Nach dem Rekordergebnis bei der Europawahl sieht sich die AfD für die Landtagswahlen in Ostdeutschland gestärkt – und will mit einer neuen Delegationsleitung im Europaparlament zügig Gespräche über die Wiederaufnahme in die ID-Fraktion führen. Bei ihrer konstituierenden Sitzung verwehrte die neu gewählte Delegation am Montag dem umstrittenen Spitzenkandidaten Maximilian Krah die Aufnahme. Zum neuen Delegationsleiter wurde erwartungsgemäß der Listendritte René Aust gewählt.
Co-Parteichefin Alice Weidel nannte die Wahl vom Sonntag einen „guten Tag für die Demokratie“. Die 15,9 Prozent seien ein „tolles Ergebnis“, sagte Co-Parteichef Tino Chrupalla. Die Zugewinne hätten gezeigt, dass die Partei „ein breites Spektrum“ bediene. Weidel forderte mit Blick auf die Einbußen der Regierungsparteien baldige Neuwahlen im Bund – so wie zuvor bereits CSU-Chef Markus Söder.
Obwohl die AfD ihre Umfragewerte von mehr als 20 Prozent vom Beginn des Jahres nicht in Stimmen umwandeln konnte, wertet die Parteiführung das Ergebnis als klares Signal in Richtung der Landtagswahlen in Sachsen, Thüringen und Brandenburg im September. Dieses gebe „Motivation“ und „Rückenwind“, sagte Chrupalla mit Blick auf die besonders hohen Europawahl-Ergebnisse der AfD in Ostdeutschland. „Wenn Sie sich die Ergebnisse in Sachsen ansehen, wissen Sie, wer den nächsten Ministerpräsidenten stellt“, fügte Weidel hinzu.
Die Parteichefin zeigte sich in den Ländern auch offen für eine Koalition mit dem BSW, das ebenfalls im Osten starke Ergebnisse einfuhr. „An uns soll es nicht liegen“, sagte Weidel. „Wir haben keine Brandmauer.“
Nach den Affären um Spitzenkandidat Krah räumte die Parteiführung aber auch Fehler ein. Dieser bleibe Mitglied der Partei, „insgesamt hat sich aber auch da gezeigt, welche Fehler wir im Wahlkampf gemacht haben“, sagte Chrupalla. Er nehme „Punkte wahr, wo wir hätten nachsteuern können“.
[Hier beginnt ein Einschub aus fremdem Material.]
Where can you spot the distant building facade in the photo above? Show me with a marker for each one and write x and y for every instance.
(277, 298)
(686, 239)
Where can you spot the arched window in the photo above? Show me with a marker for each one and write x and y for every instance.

Weidel und Chrupalla wurde immer wieder vorgeworfen, sich aus Rücksicht vor radikalen Kräften in der Partei trotz inhaltlicher Differenzen und sinkender Umfragewerte nicht rechtzeitig von Spitzenkandidat Krah getrennt oder klar genug distanziert zu haben.
Mit René Aust hat nun ein enger Vertrauter des thüringischen Landesvorsitzenden und Spitzenkandidaten Björn Höcke eine Führungsposition in der AfD bekommen. Der stellvertretende Vorsitzende des als gesichert rechtsextremistisch eingestuften thüringischen Landesverband war 2019 als Direktkandidat in das Landesparlament in Erfurt eingezogen. Im September tritt er nicht erneut an.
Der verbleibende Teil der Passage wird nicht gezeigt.